Corporate Dems & corporate media sideline the REAL progressive

[the report below says it all: the bullshit Dem celebs and the corporate media are sidelinning Jon Edwards, the REAL preogressive candidate. the ball is in our court. please let our southern neighbors know the truth]

John Edwards campaign | Close to do or die
S.C. native needs a win desperately
By RODDIE A. BURRIS - rburris@thestate.com
Erik Campos/ecampos@thestate.com

On the issues, John Edwards says he should have the 2008 Democratic presidential nomination wrapped up.

For starters, the U.S. economy is on shakier ground now than it was four years ago when Edwards ran for president, decrying job losses due, he said, to the North American Free Trade Agreement.

“We’ve all seen what happens with these trade deals,” he said recently.

But a clearly frustrated Edwards, the Seneca native who is running third in his native state, said his message has been lost in the media glare given two “celebrity candidates.”

More attention is focused on whether he’ll quit after Saturday’s Democratic primary than on what he’s saying.

Campaigning across South Carolina, Edwards has made it clear that if he were president, it would be unacceptable for 47 million Americans to not have health insurance. He also promises a swift end to the unpopular Iraq war and more focus on the problems of middle-class Americans.

On Tuesday in Conway, just days before voters cast their ballots in Saturday’s primary, Edwards was driving his points home.

“What Bush has been doing is strengthening the top of the pyramid, but not doing anything to strengthen the foundation — middle-class working families,” Edwards told 200 or more people who had turned out to hear him on a cold morning in a circa-1900 warehouse.

But, on his bus later, nursing a hot cup of coffee, Edwards says, “I can’t get my message out.”

A former U.S. senator from North Carolina, Edwards still is searching for his first primary win since his unsuccessful bid for president in 2004, when he won South Carolina.

Edwards’ best finish so far in 2008 was in Iowa, where he placed second behind U.S. Sen. Barack Obama of Illinois.

Edwards is sure that if people in South Carolina could hear his message, they would respond. On the campaign trail, he relies on “the passion of someone who grew up here,” telling his rags-to-riches life story as he tried to connect with voters.

But, all signs say Edwards has not made the connection he needs to with S.C. voters.

Polls show him in third, trailing Obama and New York U.S. Sen. Hillary Clinton. Polls and crowds at his events show Edwards’ political base has been limited to white voters, who will cast roughly half the votes in the primary. He trails Clinton among white Democrats.

In Conway, for example, only seven out of the crowd of 200 or more were people of color in a city that is 42 percent black.

“He has a great message,” said Sherrie Orazem, who came with her husband, John, to hear Edwards. Retired teachers, the Orazems moved here several months ago from Aurora, Minn. “We always thought he was sincere.”
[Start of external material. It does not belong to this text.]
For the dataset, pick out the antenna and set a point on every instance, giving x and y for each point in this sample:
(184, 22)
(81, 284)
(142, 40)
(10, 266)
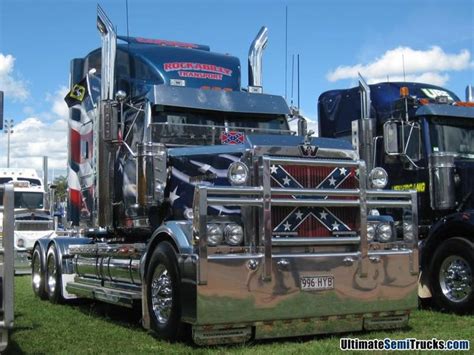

Cate Edwards, 25, the former senator’s oldest living child, campaigned for her father Wednesday in Columbia and spoke about the frustration her father feels.

“It’s been hard,” she said. “But what we have seen is, when he talks to people, they listen. His message resonates because he believes what he is saying.”

Edwards’ supporters point to new numbers that show he has narrowed a 10-point gap with Clinton for second place in the state, according to a Zogby poll released Wednesday. However, that same poll, taken after the Democrats’ debate Monday in Myrtle Beach, shows Obama ahead of Clinton by almost 20 percentage points.

“Unless he pulls a shocker and wins, he will confirm he is dead third and he will have a decision to make,” said Larry Sabato, director of the Center for Politics at the University of Virginia.

Accepting an endorsement Tuesday from the S.C. Council of the Communication Workers of America, Edwards said he is in the presidential race “for the long haul.”

Sabato said Edwards may be looking to gather as many delegates as possible so he can be a power broker at the Democratic National Convention this summer in Denver.

Or, Sabato said, if Edwards drops out of the race after the S.C. primary, he may be looking to endorse Obama before the Feb. 5 primary in California, where Clinton is campaigning this week.

Merle Black, a political science professor at Emory University, said it would be a big story if Edwards finishes higher than third in South Carolina.

Added Black, “There’s really no rationale for his staying in if he finishes third.”

Edwards’ supporters disagree.

“He has to stay in the race,” said Eric Marchbein of Pennsylvania, a campaign volunteer here. “He has to get into the place where it’s one-on-one.”

Otherwise, Hillary Clinton is likely to prevail, Marchbein said.

“The great day is coming when gender doesn’t matter, when race doesn’t matter and people will have to look back and live with their decisions,” Marchbein predicted.

That day, he said, will be Nov. 4, the day after the general election when a Republican — or the wrong Democrat — wins the White House.